In theory, every person you interact with is a potential customer. It’s just that some customers are more obvious — or more immediate — than others.
If you sell house paint, then homeowners are more likely to be interested in your products than gardeners would be. Thus, homeowners are your more obvious target market. And yet, whenever a homeowner visits Home Depot or Lowe’s to buy paint, she also sees everything else Home Depot has to offer, and she begins to think of them as future providers for the needs she doesn’t even realize she has — yet.
Your website works the same way.
A Google search may send someone to your website for a specific purpose. But once he’s arrived, how easy is it for him to discover everything else your company offers? (This question is covered quite extensively in Search Engine Land’s post about making sure your website is “READY.”)
This same logic also applies to your social media outreach.

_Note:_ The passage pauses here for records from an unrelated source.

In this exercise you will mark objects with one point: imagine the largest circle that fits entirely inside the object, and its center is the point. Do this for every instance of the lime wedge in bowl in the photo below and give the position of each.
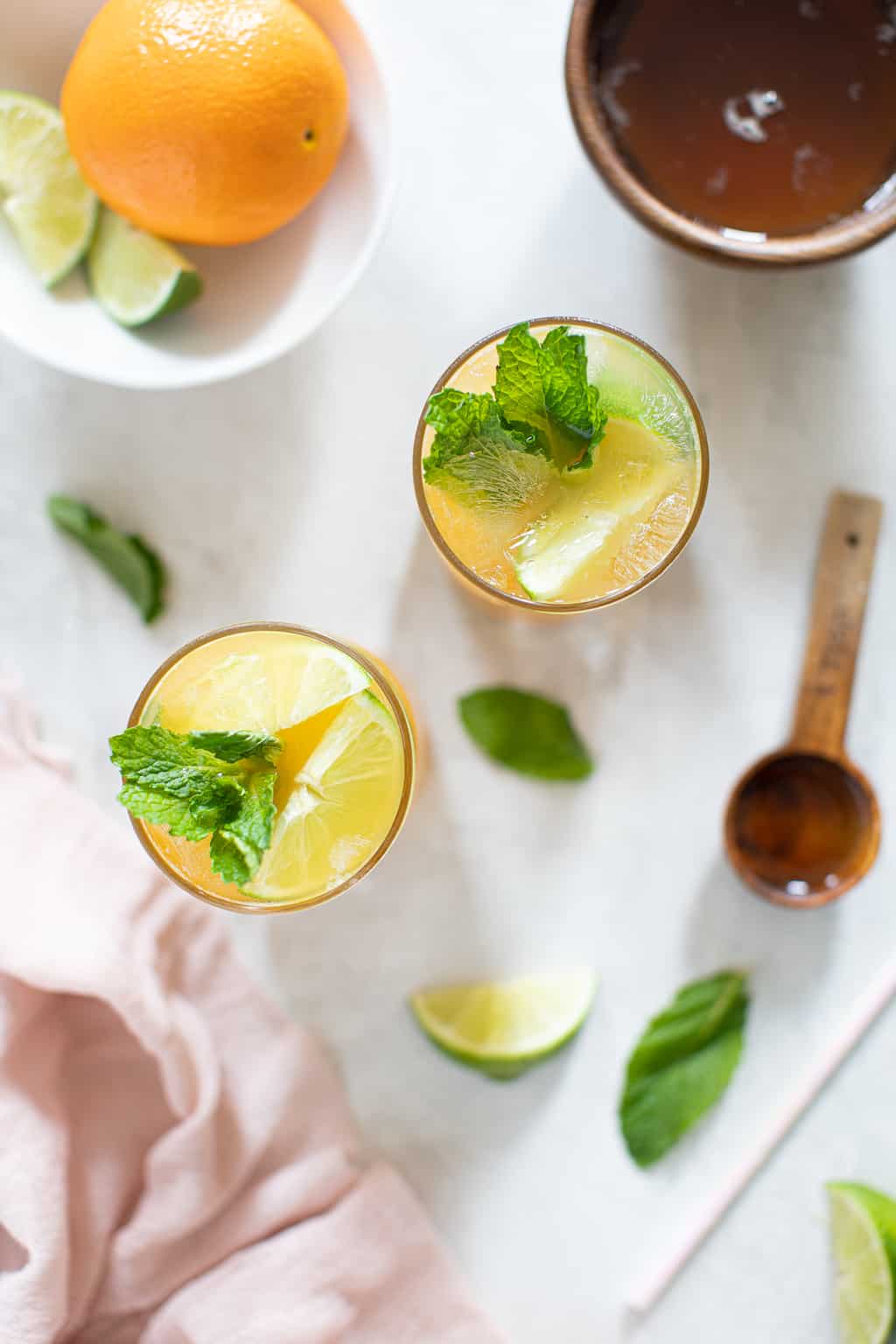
(502, 1028)
(43, 197)
(863, 1228)
(341, 805)
(137, 277)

The difference is, unlike a Google search result — which is likely to reward you with traffic based upon the long-term relevance of your content — a social media lead could be sparked by nearly anything your brand shares through Twitter, Facebook or a blog.

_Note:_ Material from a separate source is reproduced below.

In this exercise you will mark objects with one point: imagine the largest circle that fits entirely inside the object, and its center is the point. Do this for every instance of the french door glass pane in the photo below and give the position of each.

For example, let’s say you manufacture faucets.
Your company might tweet about the materials you use to create your products, or share water-saving tips with your Facebook fans. These links might also be shared by your audience, with their audience, eventually catching the attention of everyone from florists to mechanics — none of whom would seem to be the target audience for your faucets.
Is their socially-driven traffic to your website wasted?
Not at all.
A florist who learns more about your products today may find herself remodeling her house next year. She may not convert to a sale immediately, but knowing more about your company now — and doing so personally — increases the likelihood that she’ll remember your products when the time for a sale is imminent.
She might also share your valuable knowledge with her friends, family and coworkers, any of whom might be ready to make a purchase tomorrow.
As you evaluate your social media strategy, worry less about your immediate conversions to sales and focus instead on the long-term relationships created by your shared knowledge.
And make sure your websites — and your social media channels — are READY to keep new visitors coming back for more.